The facts and figures about the Republican districts and the votes on the tax bill were first reported this week in CQ.
Quick Takes on the Prince George’s Executive Race
Del. Joseline Pena-Melnyk (D) and Prince George’s County Councilmember Mary Lehman (D) recently hosted a fundraiser for Prince George’s State’s Attorney Angela Alsobrooks (D), who is running for county executive. Why is this significant? Because both women supported Donna Edwards, Alsobrooks’ chief competition in the county exec race, when she ran unsuccessfully for the Democratic nomination for U.S. Senate last year.
Alsobrooks has another intriguing fundraiser scheduled next Monday evening at a restaurant in the Brookland neighborhood of Washington, D.C. The headliner is Justin Fairfax, the lieutenant governor-elect of Virginia – a rising star and the first African-American elected statewide in the Old Dominion since former Gov. Doug Wilder (D) in 1989. Ticket prices start at $50.

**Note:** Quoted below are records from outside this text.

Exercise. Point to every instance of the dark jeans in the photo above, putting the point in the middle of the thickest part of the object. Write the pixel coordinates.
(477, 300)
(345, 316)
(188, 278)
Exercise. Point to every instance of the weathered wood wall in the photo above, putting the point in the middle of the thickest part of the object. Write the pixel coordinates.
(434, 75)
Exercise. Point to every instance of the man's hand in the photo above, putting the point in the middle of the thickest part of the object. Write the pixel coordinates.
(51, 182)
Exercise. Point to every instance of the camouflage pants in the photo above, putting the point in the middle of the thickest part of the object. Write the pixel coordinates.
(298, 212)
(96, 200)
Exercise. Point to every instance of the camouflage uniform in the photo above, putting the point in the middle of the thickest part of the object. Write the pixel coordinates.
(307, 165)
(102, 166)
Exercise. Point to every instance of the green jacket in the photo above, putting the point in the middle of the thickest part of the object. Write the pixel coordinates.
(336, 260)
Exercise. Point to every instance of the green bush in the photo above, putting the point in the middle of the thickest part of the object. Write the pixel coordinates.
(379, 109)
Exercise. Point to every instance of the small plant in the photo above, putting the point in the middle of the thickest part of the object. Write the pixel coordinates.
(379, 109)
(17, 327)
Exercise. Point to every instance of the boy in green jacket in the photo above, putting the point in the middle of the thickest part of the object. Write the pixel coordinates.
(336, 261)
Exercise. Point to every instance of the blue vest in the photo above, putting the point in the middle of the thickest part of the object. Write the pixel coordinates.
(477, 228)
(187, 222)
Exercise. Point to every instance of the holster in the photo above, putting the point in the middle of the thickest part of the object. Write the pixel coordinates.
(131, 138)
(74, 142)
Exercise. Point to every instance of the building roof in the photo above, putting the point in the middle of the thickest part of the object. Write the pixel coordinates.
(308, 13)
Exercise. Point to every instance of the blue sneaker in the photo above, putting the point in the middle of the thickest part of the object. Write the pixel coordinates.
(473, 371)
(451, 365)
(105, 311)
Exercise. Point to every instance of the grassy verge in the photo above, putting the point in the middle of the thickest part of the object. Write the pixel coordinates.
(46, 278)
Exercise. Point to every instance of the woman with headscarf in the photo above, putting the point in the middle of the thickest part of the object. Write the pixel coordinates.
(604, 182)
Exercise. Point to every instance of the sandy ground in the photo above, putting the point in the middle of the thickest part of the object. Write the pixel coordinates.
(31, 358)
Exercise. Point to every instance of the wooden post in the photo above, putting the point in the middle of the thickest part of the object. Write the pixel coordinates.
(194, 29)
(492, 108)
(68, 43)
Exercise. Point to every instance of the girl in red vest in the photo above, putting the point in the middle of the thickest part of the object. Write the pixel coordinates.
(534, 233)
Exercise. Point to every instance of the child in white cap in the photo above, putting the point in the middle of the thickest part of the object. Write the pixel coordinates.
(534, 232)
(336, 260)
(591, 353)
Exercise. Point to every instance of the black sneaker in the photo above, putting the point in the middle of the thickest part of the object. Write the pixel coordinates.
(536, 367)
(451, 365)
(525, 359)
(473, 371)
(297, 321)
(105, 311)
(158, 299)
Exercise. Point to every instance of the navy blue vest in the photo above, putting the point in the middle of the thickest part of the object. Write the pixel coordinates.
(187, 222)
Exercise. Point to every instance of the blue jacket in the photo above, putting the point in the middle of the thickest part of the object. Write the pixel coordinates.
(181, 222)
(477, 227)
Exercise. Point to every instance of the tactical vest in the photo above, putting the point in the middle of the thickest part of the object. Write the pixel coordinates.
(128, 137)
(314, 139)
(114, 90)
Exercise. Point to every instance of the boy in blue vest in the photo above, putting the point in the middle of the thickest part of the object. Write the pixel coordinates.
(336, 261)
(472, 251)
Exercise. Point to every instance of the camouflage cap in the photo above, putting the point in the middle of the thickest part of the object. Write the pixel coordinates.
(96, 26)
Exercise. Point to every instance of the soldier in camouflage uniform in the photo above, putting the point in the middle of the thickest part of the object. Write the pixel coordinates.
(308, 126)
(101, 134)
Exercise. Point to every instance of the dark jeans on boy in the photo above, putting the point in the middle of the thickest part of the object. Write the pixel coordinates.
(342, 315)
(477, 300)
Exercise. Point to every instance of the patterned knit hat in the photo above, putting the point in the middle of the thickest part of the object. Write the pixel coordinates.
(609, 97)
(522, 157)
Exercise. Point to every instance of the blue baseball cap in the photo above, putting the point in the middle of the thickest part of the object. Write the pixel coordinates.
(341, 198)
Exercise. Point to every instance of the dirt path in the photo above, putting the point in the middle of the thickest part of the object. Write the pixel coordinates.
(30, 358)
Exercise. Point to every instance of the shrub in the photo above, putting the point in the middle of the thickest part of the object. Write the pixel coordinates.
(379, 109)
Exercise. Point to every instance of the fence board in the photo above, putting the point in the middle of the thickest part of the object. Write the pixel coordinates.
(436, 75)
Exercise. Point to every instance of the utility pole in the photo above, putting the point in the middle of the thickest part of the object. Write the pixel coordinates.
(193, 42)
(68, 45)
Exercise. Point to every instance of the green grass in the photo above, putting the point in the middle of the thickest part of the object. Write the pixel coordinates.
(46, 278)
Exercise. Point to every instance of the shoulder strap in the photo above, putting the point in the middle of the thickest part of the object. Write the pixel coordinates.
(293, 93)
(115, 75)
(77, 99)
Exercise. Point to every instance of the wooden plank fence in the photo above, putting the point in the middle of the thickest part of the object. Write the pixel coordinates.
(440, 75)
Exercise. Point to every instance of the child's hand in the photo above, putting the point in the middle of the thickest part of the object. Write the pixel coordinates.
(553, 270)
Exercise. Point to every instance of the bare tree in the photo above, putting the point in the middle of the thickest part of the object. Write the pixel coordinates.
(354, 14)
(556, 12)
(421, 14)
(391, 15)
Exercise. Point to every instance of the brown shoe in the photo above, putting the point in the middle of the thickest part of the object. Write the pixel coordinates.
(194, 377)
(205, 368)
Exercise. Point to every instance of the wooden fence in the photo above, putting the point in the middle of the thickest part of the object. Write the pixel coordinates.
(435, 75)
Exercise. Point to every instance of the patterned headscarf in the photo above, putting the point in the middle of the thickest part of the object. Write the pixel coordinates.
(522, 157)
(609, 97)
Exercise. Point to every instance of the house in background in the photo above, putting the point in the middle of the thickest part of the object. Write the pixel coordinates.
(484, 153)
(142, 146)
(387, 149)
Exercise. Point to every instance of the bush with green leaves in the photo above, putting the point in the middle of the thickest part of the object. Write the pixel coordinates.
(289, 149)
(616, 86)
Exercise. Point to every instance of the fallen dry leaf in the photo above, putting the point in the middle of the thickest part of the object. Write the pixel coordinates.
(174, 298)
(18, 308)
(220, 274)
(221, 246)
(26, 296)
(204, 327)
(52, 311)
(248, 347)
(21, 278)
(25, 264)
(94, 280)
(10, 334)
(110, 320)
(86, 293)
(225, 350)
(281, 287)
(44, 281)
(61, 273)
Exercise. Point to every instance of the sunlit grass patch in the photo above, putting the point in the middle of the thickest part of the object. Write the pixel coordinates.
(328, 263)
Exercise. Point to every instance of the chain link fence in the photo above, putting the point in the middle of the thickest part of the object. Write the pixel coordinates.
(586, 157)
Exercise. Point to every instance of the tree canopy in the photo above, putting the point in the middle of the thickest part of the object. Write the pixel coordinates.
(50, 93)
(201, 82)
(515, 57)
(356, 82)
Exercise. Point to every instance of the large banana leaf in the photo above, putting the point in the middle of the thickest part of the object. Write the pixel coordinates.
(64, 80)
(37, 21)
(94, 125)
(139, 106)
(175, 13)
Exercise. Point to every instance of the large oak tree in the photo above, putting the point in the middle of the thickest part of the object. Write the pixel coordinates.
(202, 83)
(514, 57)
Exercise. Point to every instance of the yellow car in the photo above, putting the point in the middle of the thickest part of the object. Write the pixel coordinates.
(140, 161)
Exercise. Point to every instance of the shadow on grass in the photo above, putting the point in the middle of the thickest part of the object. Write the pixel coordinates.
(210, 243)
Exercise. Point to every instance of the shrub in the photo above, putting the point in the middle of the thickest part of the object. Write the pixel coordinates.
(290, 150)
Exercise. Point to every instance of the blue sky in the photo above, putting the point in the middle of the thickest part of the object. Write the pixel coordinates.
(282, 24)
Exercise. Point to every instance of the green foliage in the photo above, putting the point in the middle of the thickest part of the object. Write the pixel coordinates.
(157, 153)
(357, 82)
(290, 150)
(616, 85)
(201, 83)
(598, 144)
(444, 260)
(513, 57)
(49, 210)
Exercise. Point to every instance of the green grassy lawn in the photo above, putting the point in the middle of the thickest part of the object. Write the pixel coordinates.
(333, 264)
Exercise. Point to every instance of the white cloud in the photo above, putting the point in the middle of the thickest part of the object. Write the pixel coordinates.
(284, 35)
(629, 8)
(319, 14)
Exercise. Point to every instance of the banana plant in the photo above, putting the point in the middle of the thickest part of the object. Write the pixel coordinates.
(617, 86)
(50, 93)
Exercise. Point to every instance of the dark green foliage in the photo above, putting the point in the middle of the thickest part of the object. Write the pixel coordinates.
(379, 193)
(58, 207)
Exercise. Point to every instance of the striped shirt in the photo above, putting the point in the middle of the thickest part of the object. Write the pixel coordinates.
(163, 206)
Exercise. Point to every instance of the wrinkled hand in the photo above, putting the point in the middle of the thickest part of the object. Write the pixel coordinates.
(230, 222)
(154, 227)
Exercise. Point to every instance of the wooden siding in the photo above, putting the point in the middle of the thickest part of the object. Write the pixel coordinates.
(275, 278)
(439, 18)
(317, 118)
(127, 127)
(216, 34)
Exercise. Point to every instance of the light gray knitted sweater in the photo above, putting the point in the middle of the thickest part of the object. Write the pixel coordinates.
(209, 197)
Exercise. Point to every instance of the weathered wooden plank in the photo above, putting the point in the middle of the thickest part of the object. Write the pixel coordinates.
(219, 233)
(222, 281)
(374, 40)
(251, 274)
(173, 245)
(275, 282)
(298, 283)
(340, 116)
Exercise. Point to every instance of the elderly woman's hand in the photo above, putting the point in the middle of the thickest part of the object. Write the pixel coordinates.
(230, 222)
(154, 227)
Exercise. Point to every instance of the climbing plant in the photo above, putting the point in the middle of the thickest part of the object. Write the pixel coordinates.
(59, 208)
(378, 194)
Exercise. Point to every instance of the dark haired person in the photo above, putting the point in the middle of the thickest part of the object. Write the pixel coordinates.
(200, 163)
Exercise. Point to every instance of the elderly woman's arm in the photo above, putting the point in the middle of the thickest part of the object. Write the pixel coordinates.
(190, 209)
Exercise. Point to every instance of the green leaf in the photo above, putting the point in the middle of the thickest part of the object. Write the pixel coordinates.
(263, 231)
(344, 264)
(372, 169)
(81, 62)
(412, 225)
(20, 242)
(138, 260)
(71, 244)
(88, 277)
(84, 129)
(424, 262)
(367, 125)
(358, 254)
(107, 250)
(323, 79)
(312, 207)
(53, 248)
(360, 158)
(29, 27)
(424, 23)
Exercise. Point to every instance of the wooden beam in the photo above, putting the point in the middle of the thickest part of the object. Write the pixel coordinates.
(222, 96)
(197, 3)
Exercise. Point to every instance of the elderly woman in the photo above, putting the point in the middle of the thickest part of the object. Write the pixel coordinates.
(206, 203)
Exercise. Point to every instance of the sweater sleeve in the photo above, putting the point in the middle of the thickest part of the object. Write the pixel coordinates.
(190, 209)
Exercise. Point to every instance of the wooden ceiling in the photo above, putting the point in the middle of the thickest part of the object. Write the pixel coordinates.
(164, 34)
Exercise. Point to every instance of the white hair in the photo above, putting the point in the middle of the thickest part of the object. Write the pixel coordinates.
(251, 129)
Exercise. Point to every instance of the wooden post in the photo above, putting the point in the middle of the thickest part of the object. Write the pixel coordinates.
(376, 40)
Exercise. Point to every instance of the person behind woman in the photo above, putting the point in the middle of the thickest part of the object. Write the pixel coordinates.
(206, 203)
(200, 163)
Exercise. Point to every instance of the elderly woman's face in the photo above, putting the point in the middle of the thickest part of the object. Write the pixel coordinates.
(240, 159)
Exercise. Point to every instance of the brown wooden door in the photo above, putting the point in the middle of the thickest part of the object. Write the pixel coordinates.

Edwards, meanwhile, is the subject of a very positive piece in Elle magazine, in which she calls local government “a salve” for what ails the political discourse. This could help skeptics understand why Edwards, who is so clearly passionate about national issues, would seek an office where the job description is usually more prosaic.
On Your Radio
The current Prince George’s county executive, Rushern Baker, one of eight Democrats running for governor next year, will be stumping on Baltimore radio on Thursday morning, on shows hosted by former state senators. He’s appearing back-to-back, at 9 on “The Larry Young Morning Show” on WOLB, and then at 10 on “The C4 Show” on WBAL. C4, of course, is Clarence Mitchell IV.
A Couple More Fundraisers of Note
As chairman of the House Economic Matters Committee, Del. Dereck Davis (D) oversees the energy and alcohol industries, among many others. On Thursday night, he’s having a fundraiser at the home of Thomas Graham, the former Pepco executive and former chairman of the Maryland Chamber of Commerce who was just nominated by Baker to serve on the troubled Prince George’s County Board of License Commissioners – more commonly known as the liquor board. Ticket prices start at $250.
State Senate Majority Leader Doug Peters (D) is having two fundraisers before Christmas. One is taking place on Dec. 14 in College Park and is being headlined by Baker and state Attorney General Brian Frosh (D). But the one that caught our eye is on Dec. 21, at Jerry’s Seafood in Bowie. Headlining that event is Baltimore Mayor Catherine Pugh (D) – who was majority leader immediately before Peters. Ticket prices start at $1,000.
Peters faces a potentially tough Democratic primary challenge from wealthy defense contractor Tim Adams.